マスゲーム
マスゲームとは、多人数が集まって体操やダンスなどを一斉に行う集団演技である。同調性の高い動作を行うことを特徴とする。集団体操[1]とも言う。合同体操(徒手体操、ラジオ体操等)を演技化したものと言える。
概要
テンプレート:出典の明記 集団における連帯性の高さを来場者に示すパフォーマンスとして、学校の運動会・体育祭の種目で行われることが多く、また日本で毎年各都道府県を持ち回りで開催される国民体育大会や、大型のスポーツイベントや現代のオリンピックの開会式・閉会式、国際博覧会のイベントなどの集団遊技として行なわれている。
また、工場においても集団体操は行われていた[2]。
マスゲームで行なわれる演技は多岐にわたり、整列や円陣などの態勢で体操(器械体操、組体操、新体操、バトントワリングなど)や様々なジャンルのダンス、民族舞踏、人文字を作るなどが典型的であるが、オリンピックなどの大規模なマスゲームでは、巨大ディスプレイなどの大道具や様々な小道具を使い、ストーリーを持たせた大規模なものとなることもある。
本来は競技場内で行う身体デモンストレーションを意味するが、広義では観客席に並んだフリップボードを持った観客がタイミングに合わせてフリップの内容を変えるパフォーマンスや、観客席でタイミングに合わせて立ち上がるウェーブ、プロ野球の観客席のビニール傘やジェット風船などの演出も含まれる。
マスゲーム[3]はドイツ語のMassenturnenが語源であり[4]、多人数を表す「マス」 (mass) と「ゲーム」 (game) を合わせた和製英語であったが[5]、北朝鮮(日本のマスゲームを見て自国で行うようになった)で行われるアリラン祭のイメージが世界中に浸透した影響で、最近では用語が国際化しつつある[6]。
数百人ないし数千人ものの大人数を動員するマスゲームは有償では人件費や交通費が大きな問題となるため、多くの場合無報酬で長期間に渡り練習会に参加できる会場に近い学校の生徒やその関係者の校内活動、協力企業の慈善活動や市民のボランティアなどの協力により行なわれるデモンストレーションである。 しかし一部の国家や団体の強権的な指導の下で強制的に行われるイベントのマスゲームのように国威発揚や団体のイメージアップで行なわれるものもあり、一概にあてはまるものでもない。
各国のマスゲーム
ドイツ
19世紀、効率の良い体操指導法として、号令によって一斉に体操する合同体操が普及し、それがマッセンツルネンと呼ばれた[4]。

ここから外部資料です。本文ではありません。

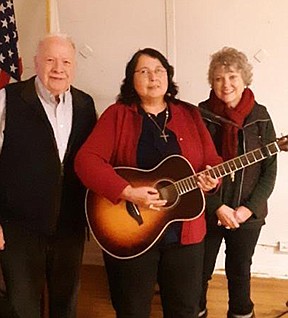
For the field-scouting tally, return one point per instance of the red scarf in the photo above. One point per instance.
(236, 115)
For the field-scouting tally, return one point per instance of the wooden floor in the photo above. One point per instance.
(269, 296)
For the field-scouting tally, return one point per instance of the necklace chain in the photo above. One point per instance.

体操の有意義さを訴え、体操を普及させるためのツールとして、見せ物としてのマスゲームが発展した[4]。そして、そのマスゲームが旧チェコスロバキア、オーストリア、スイスなどの外国にも広がっていった[4]。
日本
日本の学校教育として行われる場合、服装は基本的に体操服に裸足という格好が多いが、何かの踊りなどと組み合わせる場合はその踊りに合わせたユニフォームを着る事がある。特に裸足である理由は分からない。また、統一性を高めるため、体操帽はクラスに関係なく赤か白のどちらかに合わせるほか、脱げる事を考えて最初からかぶらない学校もある。学校によっては、男子が上半身裸になって行う場合もある。この種目は生徒よりも指導する先生の方が練習に積極的である事が多い。

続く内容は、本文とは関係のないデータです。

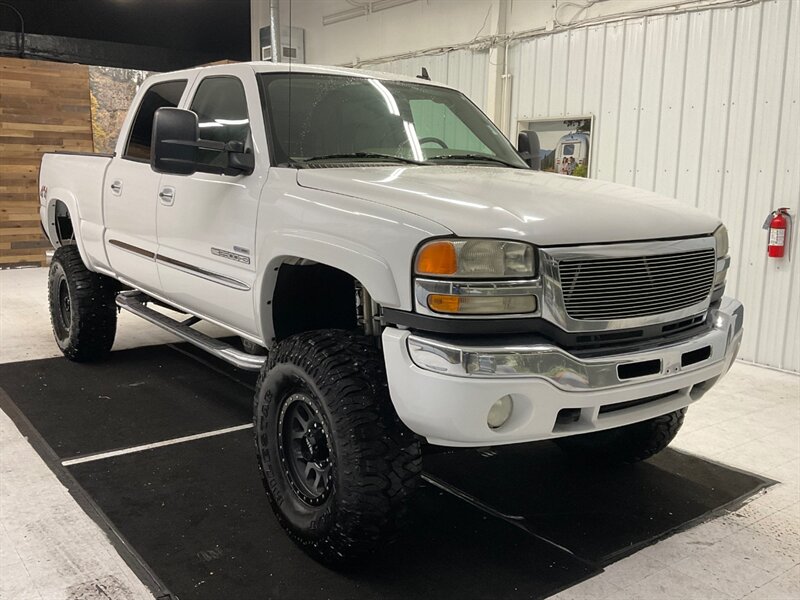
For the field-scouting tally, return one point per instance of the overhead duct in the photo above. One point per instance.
(362, 9)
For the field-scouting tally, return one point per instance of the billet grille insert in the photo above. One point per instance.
(623, 288)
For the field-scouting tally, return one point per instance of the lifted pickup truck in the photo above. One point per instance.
(397, 272)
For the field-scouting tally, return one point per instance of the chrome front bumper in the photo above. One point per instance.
(571, 373)
(443, 391)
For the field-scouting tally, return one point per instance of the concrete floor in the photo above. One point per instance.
(50, 549)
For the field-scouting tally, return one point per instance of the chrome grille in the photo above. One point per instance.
(621, 288)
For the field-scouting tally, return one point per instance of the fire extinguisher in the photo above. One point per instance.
(777, 222)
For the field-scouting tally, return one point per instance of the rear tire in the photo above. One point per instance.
(338, 465)
(82, 310)
(624, 445)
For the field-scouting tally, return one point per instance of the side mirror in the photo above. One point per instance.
(174, 143)
(528, 148)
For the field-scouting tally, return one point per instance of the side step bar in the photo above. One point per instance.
(135, 302)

今日マスゲームは全体主義につながるとのイメージが浸透しテンプレート:要出典、学校教育においても取り上げられる機会は減っているが、一部の高校では現在でも甲子園大会の応援(人文字なども)に活用している。また、創価学会など一部の宗教団体において、信仰の成果として多数の来賓の前で大々的に行われることもある。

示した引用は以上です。